Uma descoberta arqueológica mudou a compreensão do budismo

As descobertas arqueológicas estão corrigindo a história escrita. Incluindo a história das religiões. Escavações mostram que o budismo teve um grande impacto no comércio, no crescimento urbano, nas economias e na vida diária em áreas onde não se esperava que essas crenças ocorressem. Como o budismo, que não reconhece o mundo material, deixou para trás uma quantidade tão avassaladora de evidências físicas?

buda

Uzbequistão em cores budistas

História do Budismo, que floresceu a partir de 600 AC e. antes de seu declínio no século 13 DC. e., contém muitos pontos brancos. Agora está ficando claro: o budismo se espalhou por uma área muito maior da Ásia do que normalmente se acredita. Como resultado de escavações arqueológicas no Uzbequistão, o seguinte foi descoberto:

  • estruturas de pedra;
  • tesouros com moedas;
  • pranchas de gravura;
  • mantras esculpidos em folha de ouro;
  • inscrições em folhas de palmeira e marfim;
  • murais coloridos e escrituras em pelo menos 20 idiomas.

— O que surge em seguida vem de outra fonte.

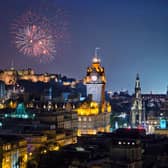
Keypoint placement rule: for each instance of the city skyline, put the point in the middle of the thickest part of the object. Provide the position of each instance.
(132, 36)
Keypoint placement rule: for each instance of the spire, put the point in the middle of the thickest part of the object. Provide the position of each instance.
(12, 64)
(137, 82)
(95, 58)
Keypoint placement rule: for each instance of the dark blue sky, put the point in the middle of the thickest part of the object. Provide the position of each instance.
(132, 35)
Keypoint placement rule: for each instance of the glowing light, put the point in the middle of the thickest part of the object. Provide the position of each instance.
(38, 36)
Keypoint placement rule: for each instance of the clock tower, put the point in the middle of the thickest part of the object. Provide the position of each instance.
(94, 113)
(95, 81)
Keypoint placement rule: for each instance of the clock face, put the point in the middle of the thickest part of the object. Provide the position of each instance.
(94, 77)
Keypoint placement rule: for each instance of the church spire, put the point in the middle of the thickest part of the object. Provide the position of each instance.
(95, 58)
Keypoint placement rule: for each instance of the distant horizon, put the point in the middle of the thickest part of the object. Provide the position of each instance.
(132, 35)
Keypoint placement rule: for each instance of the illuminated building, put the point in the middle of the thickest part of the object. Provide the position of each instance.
(136, 109)
(2, 89)
(10, 77)
(94, 113)
(20, 112)
(13, 152)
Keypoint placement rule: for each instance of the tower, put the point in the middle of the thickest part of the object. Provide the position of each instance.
(136, 109)
(95, 80)
(94, 113)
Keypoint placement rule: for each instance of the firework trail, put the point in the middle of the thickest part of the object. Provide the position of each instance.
(37, 36)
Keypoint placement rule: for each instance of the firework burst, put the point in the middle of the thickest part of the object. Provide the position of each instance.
(34, 36)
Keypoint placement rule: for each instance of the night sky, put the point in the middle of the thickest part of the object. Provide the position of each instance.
(132, 35)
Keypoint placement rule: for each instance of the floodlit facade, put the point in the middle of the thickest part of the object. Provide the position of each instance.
(94, 113)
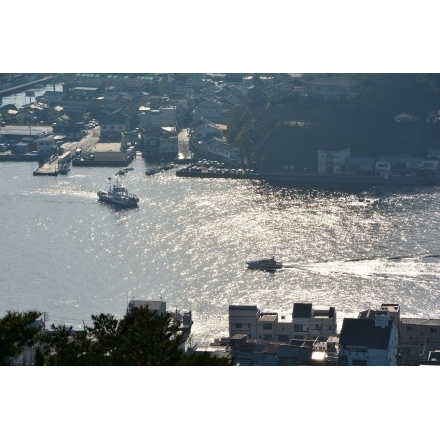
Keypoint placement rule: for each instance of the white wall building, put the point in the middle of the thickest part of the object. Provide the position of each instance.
(307, 323)
(331, 162)
(369, 341)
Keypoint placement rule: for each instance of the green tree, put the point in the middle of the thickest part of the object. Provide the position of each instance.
(17, 331)
(141, 338)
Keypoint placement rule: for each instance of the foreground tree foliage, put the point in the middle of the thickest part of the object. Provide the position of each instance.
(17, 330)
(141, 338)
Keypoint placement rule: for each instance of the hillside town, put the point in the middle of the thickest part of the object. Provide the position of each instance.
(147, 112)
(309, 337)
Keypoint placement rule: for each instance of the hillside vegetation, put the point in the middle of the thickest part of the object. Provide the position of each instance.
(273, 132)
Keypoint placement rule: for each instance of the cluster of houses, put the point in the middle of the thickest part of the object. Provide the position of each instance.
(376, 337)
(148, 111)
(402, 165)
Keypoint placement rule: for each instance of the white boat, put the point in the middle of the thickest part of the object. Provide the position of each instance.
(119, 196)
(265, 264)
(65, 168)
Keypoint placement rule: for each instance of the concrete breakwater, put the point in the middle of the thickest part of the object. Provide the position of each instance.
(314, 180)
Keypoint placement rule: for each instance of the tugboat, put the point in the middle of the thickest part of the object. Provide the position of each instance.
(119, 196)
(269, 264)
(65, 168)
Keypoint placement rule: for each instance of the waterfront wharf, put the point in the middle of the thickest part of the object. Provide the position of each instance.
(217, 173)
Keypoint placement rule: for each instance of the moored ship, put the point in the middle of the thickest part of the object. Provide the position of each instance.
(119, 196)
(265, 264)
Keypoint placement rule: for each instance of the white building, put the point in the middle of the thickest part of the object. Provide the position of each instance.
(369, 341)
(306, 324)
(161, 117)
(332, 162)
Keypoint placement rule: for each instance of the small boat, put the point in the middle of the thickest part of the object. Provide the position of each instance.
(265, 264)
(151, 171)
(65, 168)
(119, 196)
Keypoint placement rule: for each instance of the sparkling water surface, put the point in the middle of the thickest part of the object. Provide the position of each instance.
(65, 253)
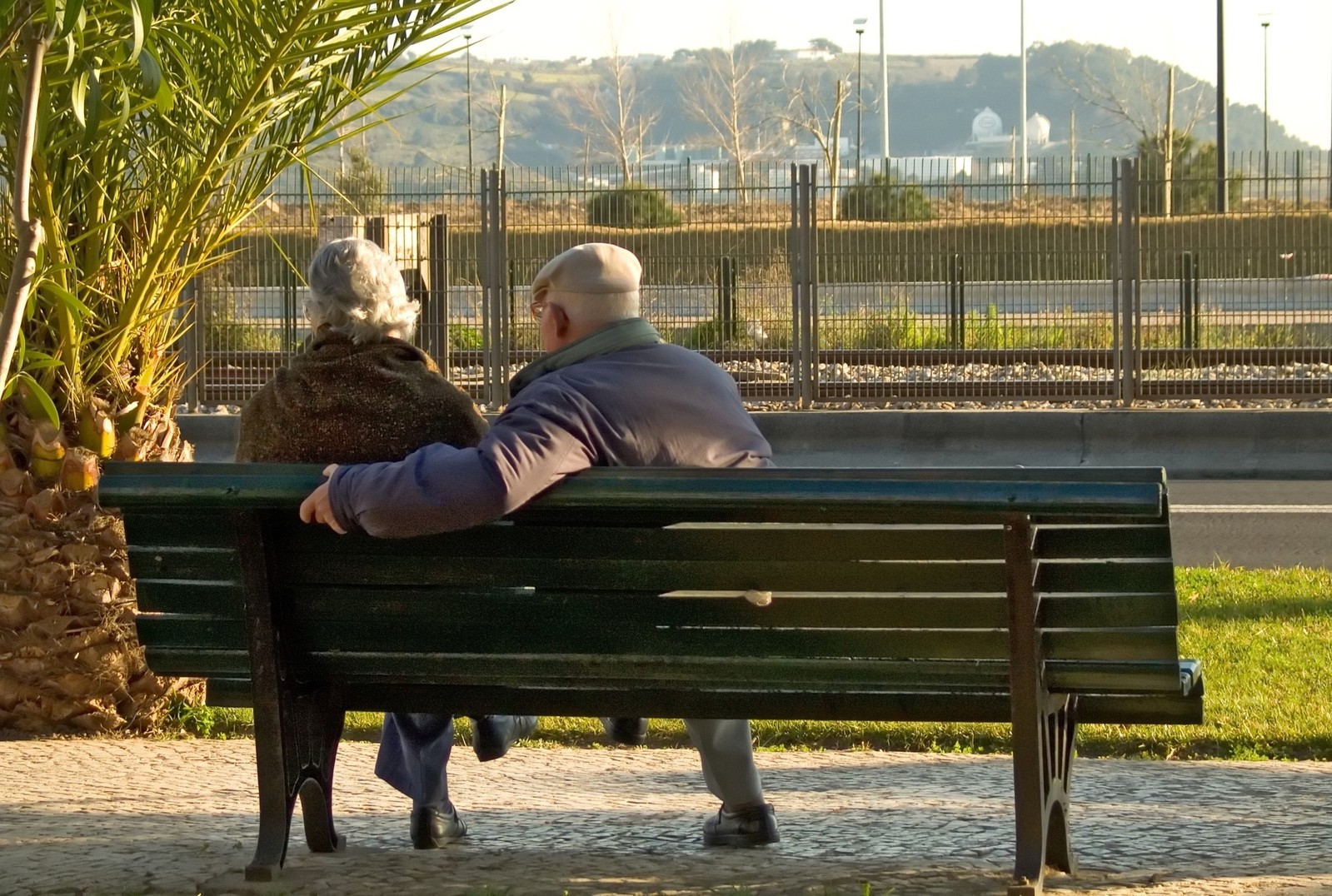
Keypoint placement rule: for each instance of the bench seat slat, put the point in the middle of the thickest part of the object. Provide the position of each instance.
(1160, 704)
(624, 494)
(802, 609)
(586, 574)
(224, 600)
(1122, 540)
(611, 640)
(1071, 577)
(887, 707)
(841, 542)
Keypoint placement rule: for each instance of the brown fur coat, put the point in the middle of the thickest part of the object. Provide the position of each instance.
(340, 402)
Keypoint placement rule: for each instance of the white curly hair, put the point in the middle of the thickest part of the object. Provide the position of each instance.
(357, 289)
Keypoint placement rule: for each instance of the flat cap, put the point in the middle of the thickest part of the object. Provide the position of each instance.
(591, 268)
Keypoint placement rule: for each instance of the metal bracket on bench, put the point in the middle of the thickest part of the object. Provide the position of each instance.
(1043, 727)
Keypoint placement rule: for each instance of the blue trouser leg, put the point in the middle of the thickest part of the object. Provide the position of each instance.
(415, 756)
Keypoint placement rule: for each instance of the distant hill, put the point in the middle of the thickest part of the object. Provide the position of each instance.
(931, 102)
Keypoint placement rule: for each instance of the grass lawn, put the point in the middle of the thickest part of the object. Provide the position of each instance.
(1265, 638)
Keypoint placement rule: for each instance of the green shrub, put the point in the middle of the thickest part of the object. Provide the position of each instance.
(631, 207)
(465, 338)
(1192, 177)
(883, 199)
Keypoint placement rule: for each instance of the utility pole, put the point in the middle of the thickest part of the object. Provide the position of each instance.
(466, 36)
(500, 126)
(860, 97)
(1072, 153)
(1267, 172)
(1169, 148)
(1222, 191)
(883, 108)
(1022, 36)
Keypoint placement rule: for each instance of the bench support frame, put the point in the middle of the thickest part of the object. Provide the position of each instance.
(1043, 727)
(296, 729)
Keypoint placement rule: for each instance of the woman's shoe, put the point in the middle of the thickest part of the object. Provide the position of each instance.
(491, 735)
(756, 827)
(432, 827)
(631, 733)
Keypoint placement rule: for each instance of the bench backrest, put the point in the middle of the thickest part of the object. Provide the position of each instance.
(622, 593)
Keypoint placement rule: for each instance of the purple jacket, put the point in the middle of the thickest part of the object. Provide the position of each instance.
(656, 405)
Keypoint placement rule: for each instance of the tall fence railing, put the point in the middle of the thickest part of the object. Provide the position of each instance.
(1089, 278)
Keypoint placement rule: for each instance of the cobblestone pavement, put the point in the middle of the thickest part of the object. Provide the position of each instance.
(139, 816)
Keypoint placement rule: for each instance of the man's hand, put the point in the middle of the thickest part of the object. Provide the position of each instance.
(316, 507)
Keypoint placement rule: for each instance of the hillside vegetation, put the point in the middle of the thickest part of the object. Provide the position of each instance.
(933, 102)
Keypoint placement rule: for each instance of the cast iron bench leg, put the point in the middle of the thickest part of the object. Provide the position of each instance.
(296, 729)
(1043, 729)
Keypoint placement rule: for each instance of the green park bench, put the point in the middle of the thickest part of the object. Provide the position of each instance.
(1033, 597)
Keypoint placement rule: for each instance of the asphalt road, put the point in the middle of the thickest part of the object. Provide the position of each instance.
(1252, 524)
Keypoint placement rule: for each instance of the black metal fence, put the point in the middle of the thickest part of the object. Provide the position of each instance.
(1085, 278)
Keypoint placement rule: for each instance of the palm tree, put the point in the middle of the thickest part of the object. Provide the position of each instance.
(136, 140)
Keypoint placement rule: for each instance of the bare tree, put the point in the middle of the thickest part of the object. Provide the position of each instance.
(609, 111)
(1134, 95)
(725, 92)
(497, 108)
(809, 111)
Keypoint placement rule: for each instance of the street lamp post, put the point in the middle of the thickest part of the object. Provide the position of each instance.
(1222, 159)
(860, 96)
(1022, 37)
(466, 36)
(883, 106)
(1267, 180)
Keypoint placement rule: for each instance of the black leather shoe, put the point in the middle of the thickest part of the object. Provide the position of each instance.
(756, 827)
(432, 829)
(631, 733)
(491, 735)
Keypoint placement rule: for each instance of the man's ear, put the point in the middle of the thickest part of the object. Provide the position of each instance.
(560, 320)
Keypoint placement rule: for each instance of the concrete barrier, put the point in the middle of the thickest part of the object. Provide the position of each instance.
(1190, 444)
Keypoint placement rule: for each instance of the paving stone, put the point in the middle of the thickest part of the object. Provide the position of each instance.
(144, 816)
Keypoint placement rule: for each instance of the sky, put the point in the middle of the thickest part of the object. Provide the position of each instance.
(1183, 32)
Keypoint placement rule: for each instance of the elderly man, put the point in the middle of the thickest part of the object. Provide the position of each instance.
(362, 391)
(607, 393)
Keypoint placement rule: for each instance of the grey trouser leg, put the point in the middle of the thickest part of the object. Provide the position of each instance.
(726, 749)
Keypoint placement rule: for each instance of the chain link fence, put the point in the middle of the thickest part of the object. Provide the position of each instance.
(935, 280)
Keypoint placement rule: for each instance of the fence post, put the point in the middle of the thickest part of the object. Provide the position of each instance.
(291, 293)
(376, 231)
(803, 284)
(1299, 180)
(193, 344)
(1189, 301)
(726, 298)
(436, 313)
(1130, 278)
(956, 302)
(495, 276)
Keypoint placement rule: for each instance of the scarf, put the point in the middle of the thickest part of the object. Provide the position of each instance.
(629, 333)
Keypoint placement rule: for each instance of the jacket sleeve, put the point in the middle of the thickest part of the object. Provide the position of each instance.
(533, 445)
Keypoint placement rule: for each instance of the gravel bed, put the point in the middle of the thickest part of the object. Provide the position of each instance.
(780, 375)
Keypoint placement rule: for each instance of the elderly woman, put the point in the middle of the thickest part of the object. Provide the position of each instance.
(362, 393)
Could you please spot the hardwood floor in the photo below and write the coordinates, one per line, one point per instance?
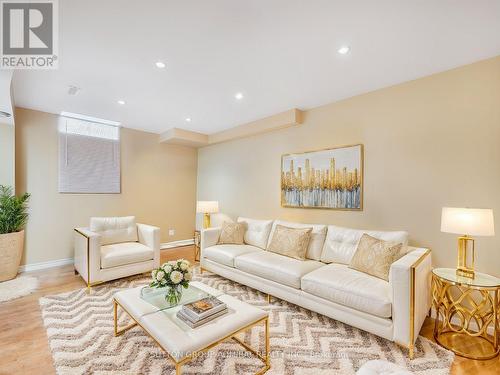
(23, 342)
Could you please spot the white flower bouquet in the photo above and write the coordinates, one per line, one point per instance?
(174, 276)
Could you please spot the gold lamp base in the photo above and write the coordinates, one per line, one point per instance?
(206, 221)
(463, 268)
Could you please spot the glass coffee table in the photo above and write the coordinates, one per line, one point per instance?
(179, 341)
(156, 297)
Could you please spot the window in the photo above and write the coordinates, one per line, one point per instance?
(89, 156)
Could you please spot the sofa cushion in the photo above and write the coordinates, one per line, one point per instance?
(341, 243)
(374, 257)
(341, 284)
(290, 242)
(114, 229)
(316, 242)
(231, 233)
(225, 254)
(275, 267)
(257, 231)
(120, 254)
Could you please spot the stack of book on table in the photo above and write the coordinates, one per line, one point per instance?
(197, 313)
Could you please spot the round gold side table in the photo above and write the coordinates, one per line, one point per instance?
(466, 309)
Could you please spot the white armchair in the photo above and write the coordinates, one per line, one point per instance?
(115, 247)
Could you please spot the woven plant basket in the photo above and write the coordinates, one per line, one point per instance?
(11, 250)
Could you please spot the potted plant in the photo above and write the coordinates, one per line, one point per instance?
(13, 218)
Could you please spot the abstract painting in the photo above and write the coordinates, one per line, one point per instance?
(331, 178)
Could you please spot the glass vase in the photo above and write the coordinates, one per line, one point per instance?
(173, 295)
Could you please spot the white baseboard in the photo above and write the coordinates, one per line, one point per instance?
(44, 265)
(64, 262)
(170, 245)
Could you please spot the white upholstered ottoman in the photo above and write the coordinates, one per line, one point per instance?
(182, 343)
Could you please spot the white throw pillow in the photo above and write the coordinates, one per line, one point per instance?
(341, 243)
(257, 231)
(316, 242)
(114, 229)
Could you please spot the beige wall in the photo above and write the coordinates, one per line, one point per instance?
(158, 187)
(429, 143)
(7, 154)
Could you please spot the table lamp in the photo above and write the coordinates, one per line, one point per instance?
(207, 208)
(467, 222)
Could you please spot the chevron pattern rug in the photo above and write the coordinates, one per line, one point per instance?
(80, 332)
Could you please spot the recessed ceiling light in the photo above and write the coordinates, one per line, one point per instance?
(344, 50)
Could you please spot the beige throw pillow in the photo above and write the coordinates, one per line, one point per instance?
(374, 256)
(291, 242)
(232, 233)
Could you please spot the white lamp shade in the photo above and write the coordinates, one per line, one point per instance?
(470, 221)
(207, 207)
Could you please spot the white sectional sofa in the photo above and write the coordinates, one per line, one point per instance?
(394, 310)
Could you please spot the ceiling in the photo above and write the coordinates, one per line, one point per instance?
(280, 54)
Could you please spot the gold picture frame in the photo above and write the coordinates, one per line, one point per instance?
(332, 178)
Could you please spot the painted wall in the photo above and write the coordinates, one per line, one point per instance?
(158, 187)
(7, 154)
(429, 143)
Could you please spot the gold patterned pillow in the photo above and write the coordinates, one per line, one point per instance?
(291, 242)
(232, 233)
(374, 256)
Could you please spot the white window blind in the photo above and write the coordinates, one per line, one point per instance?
(89, 157)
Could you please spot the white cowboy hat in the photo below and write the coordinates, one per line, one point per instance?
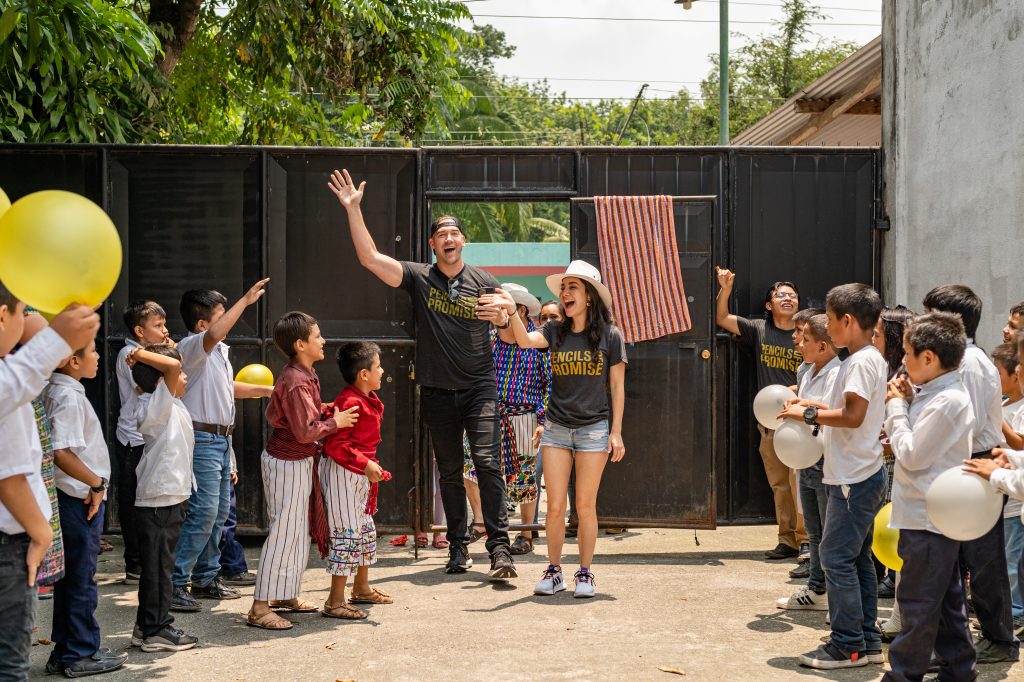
(581, 269)
(521, 296)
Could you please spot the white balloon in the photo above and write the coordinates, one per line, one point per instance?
(796, 444)
(963, 506)
(769, 401)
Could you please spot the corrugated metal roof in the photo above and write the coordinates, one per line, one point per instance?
(846, 130)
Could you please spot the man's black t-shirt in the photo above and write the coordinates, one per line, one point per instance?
(453, 347)
(775, 355)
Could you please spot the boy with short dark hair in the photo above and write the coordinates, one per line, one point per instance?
(165, 482)
(210, 400)
(855, 477)
(349, 476)
(929, 432)
(83, 469)
(146, 324)
(25, 505)
(985, 556)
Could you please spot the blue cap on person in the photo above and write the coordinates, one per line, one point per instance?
(582, 270)
(521, 296)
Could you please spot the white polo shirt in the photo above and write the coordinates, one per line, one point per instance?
(210, 395)
(127, 431)
(854, 455)
(23, 377)
(165, 473)
(75, 426)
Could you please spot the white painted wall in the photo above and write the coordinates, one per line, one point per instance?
(953, 138)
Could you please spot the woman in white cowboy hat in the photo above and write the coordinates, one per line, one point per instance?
(585, 413)
(522, 378)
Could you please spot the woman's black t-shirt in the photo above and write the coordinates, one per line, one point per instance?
(580, 378)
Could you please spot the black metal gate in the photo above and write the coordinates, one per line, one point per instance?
(222, 217)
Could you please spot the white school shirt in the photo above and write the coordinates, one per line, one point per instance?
(23, 377)
(165, 473)
(75, 427)
(210, 395)
(855, 455)
(981, 380)
(127, 431)
(929, 437)
(1011, 414)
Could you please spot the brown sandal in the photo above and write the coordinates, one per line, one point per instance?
(375, 597)
(268, 621)
(343, 611)
(301, 606)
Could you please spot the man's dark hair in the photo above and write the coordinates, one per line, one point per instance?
(1005, 355)
(806, 314)
(8, 299)
(137, 313)
(147, 377)
(292, 327)
(198, 304)
(893, 325)
(857, 300)
(960, 299)
(355, 356)
(770, 293)
(942, 333)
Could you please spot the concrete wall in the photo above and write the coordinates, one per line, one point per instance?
(953, 139)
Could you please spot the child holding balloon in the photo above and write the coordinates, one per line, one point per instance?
(929, 432)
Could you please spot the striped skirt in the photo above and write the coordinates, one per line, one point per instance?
(287, 485)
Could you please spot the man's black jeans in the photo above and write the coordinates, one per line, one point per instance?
(446, 414)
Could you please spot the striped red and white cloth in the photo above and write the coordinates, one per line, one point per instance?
(636, 238)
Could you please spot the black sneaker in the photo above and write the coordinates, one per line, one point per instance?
(215, 590)
(169, 639)
(502, 565)
(781, 551)
(182, 600)
(102, 661)
(247, 579)
(828, 656)
(459, 561)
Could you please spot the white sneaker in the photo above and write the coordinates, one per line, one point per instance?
(585, 585)
(552, 581)
(805, 600)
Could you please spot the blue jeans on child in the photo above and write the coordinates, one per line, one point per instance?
(846, 558)
(75, 632)
(1013, 530)
(17, 607)
(814, 498)
(197, 557)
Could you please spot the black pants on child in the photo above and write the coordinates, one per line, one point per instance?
(127, 463)
(76, 633)
(17, 607)
(933, 609)
(159, 528)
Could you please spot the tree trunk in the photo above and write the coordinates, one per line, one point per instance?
(179, 18)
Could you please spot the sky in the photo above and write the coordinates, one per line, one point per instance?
(611, 58)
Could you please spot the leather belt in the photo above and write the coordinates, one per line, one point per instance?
(215, 429)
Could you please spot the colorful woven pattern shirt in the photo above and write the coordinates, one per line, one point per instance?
(523, 375)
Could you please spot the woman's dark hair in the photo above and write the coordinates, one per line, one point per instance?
(893, 325)
(598, 318)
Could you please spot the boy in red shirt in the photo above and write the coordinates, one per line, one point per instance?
(349, 476)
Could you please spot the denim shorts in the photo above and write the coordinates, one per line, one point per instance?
(591, 438)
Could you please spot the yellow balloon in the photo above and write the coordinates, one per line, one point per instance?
(57, 248)
(886, 540)
(255, 374)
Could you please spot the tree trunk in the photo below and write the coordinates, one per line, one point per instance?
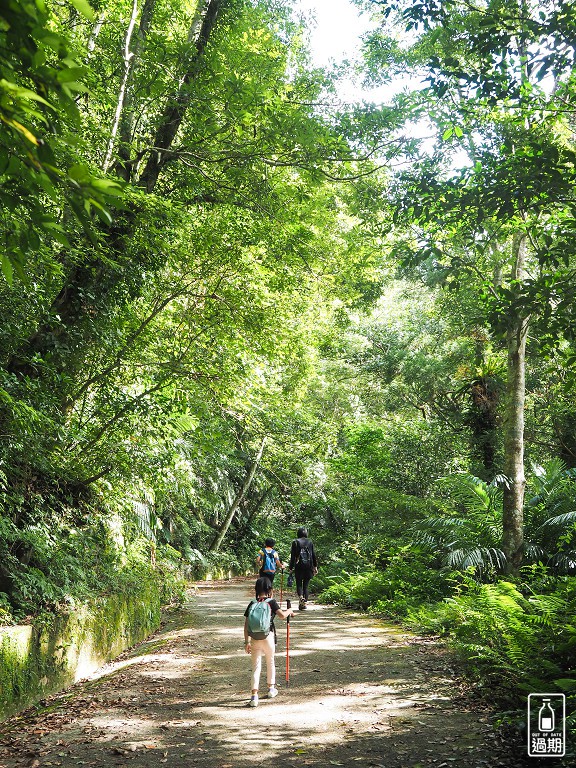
(175, 109)
(513, 502)
(219, 538)
(128, 65)
(126, 127)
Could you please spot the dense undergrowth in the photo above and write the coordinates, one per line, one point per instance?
(58, 551)
(514, 634)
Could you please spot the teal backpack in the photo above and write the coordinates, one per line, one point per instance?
(269, 561)
(259, 619)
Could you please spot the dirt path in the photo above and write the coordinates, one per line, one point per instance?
(360, 693)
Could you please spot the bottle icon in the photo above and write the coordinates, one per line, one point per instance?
(546, 717)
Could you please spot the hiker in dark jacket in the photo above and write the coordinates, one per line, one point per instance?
(304, 564)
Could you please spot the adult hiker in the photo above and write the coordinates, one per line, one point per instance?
(260, 635)
(268, 560)
(304, 564)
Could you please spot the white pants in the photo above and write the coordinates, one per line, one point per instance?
(263, 648)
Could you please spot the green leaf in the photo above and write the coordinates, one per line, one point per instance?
(83, 7)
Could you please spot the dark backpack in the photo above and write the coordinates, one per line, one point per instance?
(269, 561)
(305, 556)
(259, 619)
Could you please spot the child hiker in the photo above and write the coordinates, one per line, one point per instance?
(260, 636)
(268, 561)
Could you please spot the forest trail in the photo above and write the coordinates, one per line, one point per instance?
(361, 693)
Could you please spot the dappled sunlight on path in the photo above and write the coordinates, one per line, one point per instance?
(359, 692)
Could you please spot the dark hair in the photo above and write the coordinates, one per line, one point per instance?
(263, 586)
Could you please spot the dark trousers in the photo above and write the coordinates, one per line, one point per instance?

De acordo com Karam Tej Singh Sarao, um ex-chefe de estudos budistas da Universidade de Delhi, a confusão entre o sagrado e o profano, o sagrado e o secular era inevitável: “Os monges que espalharam os ensinamentos de Buda viajaram ao longo da Grande Rota da Seda com caravanas comerciais por razões de segurança. por sua vez, os mercadores esperavam apoio moral deles nessas viagens arriscadas. Armazéns, fábricas, bancos e hospedarias permitiam que os monges se beneficiassem não apenas do patrocínio real, mas também do comércio local. “

Ampliação da área de pesquisa na Índia e no Afeganistão

Em Bihar, onde, segundo a lenda, Siddhartha Gautama atingiu a iluminação, estão sendo feitas tentativas para abrir um centro administrativo, que até agora existia apenas em textos. Lá eles encontraram um mosteiro chefiado por uma mulher, e em Odisha – um complexo incomum para meditação, disponível para monges e freiras. Os mosteiros no Afeganistão, localizados próximos às minas de cobre, falam muito sobre a influência dos monges ricos da região.

Buda
Buda – Sri Lanka

Os arqueólogos estão ajudando a recriar a história que não foi refletida nos textos sagrados. Por causa da rejeição do Buda da propriedade privada e seu “eu”, ainda existem questões para as quais ainda não há uma resposta clara. Os pesquisadores esperam confirmar se Kapilavastu, onde o Buda nasceu, corresponde a uma cidade no Nepal ou a uma cidade com o mesmo nome em Uttar Pradesh.

Na última década, os arqueólogos descobriram um convento (a primeira menção de um mosteiro para monges na Índia) e oficinas de metal na vila de Vadnagar; um enorme mosteiro de 23 quartos e um tesouro de artefatos nas margens do Lago Sharmishtha; uma stupa coberta com tijolos queimados e uma entrada de pedra britada na colina Taranga.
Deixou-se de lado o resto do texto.